"Les Communs" vus par Michel Serres
Notre bien commun
Du Rhône, de Garonne ou du Danube, une source ne cesse jamais de s’épancher. Elle paraît infinie, le fleuve coulant toujours. Cependant la source n’est pas un commencement. L’eau qu’elle paraît donner, elle la reçoit de l’amont, de dix précipitations venues des eaux d’aval qui s’évaporèrent. On appelle source un lieu singulier de ce cycle fini.
Toute ressource tourne comme cette source. Dont les cycles peuvent durer des centaines, des milliers ou des millions d’années. L’énergie solaire en induit de brefs, ceux du feuillage, d’autres plus ou moins longs, du climat, de la houille, du pétrole. Mais tous sont finis, même notre étoile, destinée à sa nova dans quatre milliards d’années.
Seuls sont infinis le désir, le savoir, la volonté, la haine, la concurrence et la compétition, les guerres sans trêve… en tout, pour le pire et le meilleur, les projets humains ; et seule infinie notre histoire, son bruit et sa fureur, sa noblesse et ses chefs d’œuvre.
Nous vivions jadis persuadés de vivre finis dans un monde infini.

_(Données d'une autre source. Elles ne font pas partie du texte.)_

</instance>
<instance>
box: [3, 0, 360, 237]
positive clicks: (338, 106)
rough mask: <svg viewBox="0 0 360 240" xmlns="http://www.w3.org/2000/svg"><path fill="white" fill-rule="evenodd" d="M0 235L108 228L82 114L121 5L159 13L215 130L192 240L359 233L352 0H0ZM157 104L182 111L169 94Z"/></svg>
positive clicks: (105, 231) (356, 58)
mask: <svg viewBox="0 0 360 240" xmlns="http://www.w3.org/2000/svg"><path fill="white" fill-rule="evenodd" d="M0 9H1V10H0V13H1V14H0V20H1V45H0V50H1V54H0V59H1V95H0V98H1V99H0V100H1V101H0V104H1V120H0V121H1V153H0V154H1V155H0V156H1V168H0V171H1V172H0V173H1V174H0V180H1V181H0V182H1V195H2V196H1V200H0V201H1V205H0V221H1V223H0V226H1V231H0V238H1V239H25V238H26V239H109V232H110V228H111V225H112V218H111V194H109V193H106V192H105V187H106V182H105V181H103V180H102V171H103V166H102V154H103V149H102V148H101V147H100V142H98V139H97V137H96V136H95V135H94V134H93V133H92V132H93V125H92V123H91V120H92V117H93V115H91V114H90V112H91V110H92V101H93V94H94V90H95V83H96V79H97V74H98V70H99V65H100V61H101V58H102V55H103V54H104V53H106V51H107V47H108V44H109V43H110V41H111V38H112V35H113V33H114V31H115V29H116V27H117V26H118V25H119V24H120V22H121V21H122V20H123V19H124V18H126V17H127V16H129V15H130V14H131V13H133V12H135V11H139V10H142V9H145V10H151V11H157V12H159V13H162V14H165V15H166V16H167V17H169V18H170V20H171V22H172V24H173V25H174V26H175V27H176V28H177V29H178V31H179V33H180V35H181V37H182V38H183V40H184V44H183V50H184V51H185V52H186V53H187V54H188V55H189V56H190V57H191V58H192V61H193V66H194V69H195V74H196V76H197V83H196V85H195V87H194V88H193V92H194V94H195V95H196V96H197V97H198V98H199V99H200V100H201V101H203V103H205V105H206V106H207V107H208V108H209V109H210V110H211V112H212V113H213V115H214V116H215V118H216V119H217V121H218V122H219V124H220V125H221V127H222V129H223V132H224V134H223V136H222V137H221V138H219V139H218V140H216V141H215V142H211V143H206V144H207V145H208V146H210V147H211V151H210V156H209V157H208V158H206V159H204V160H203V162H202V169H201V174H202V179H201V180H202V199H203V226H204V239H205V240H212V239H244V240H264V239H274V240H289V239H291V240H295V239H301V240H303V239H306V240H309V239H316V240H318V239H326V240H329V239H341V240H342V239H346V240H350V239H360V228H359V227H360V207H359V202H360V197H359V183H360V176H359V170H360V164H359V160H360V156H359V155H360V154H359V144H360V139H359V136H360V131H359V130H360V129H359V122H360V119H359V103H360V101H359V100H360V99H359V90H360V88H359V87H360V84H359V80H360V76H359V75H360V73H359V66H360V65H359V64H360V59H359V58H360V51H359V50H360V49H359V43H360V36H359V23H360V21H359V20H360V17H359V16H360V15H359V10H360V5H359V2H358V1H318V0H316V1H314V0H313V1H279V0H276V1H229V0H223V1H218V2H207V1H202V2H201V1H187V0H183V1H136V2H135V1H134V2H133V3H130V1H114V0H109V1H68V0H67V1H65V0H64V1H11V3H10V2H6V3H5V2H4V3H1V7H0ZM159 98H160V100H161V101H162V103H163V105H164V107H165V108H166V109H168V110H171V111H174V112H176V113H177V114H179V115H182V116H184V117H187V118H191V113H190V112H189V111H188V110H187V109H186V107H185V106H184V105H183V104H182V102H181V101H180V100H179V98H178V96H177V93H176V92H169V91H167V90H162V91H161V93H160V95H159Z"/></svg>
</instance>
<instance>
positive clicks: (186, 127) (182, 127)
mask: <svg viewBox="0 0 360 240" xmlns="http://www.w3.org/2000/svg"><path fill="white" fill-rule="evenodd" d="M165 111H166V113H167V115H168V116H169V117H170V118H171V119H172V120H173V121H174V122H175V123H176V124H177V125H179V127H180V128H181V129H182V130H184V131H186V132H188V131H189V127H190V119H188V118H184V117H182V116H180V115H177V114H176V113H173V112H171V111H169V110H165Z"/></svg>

Nous nous découvrons, au contraire, infinis dans un monde fini.
Décisive aujourd’hui, la question des ressources concerne ce quotient, difficile à penser, malaisé à maîtriser, entre ce fini objectif, disponible, évolutif, voire rare, et l’infini, subjectif et collectif, de nos sciences, plus ou moins sages, et de nos folies mortelles.
Avec les premières et contre les secondes, nous cherchons à définir nos vraies ressources : le Bien Commun de l’humanité.
Si, indéfiniment, nous nous battons pour ce bien, fini, nous sommes condamnés à l’éradication ; nous mourrons jusqu’au dernier, sans ressource.
Sous cette menace finale, notre destin devient la paix perpétuelle.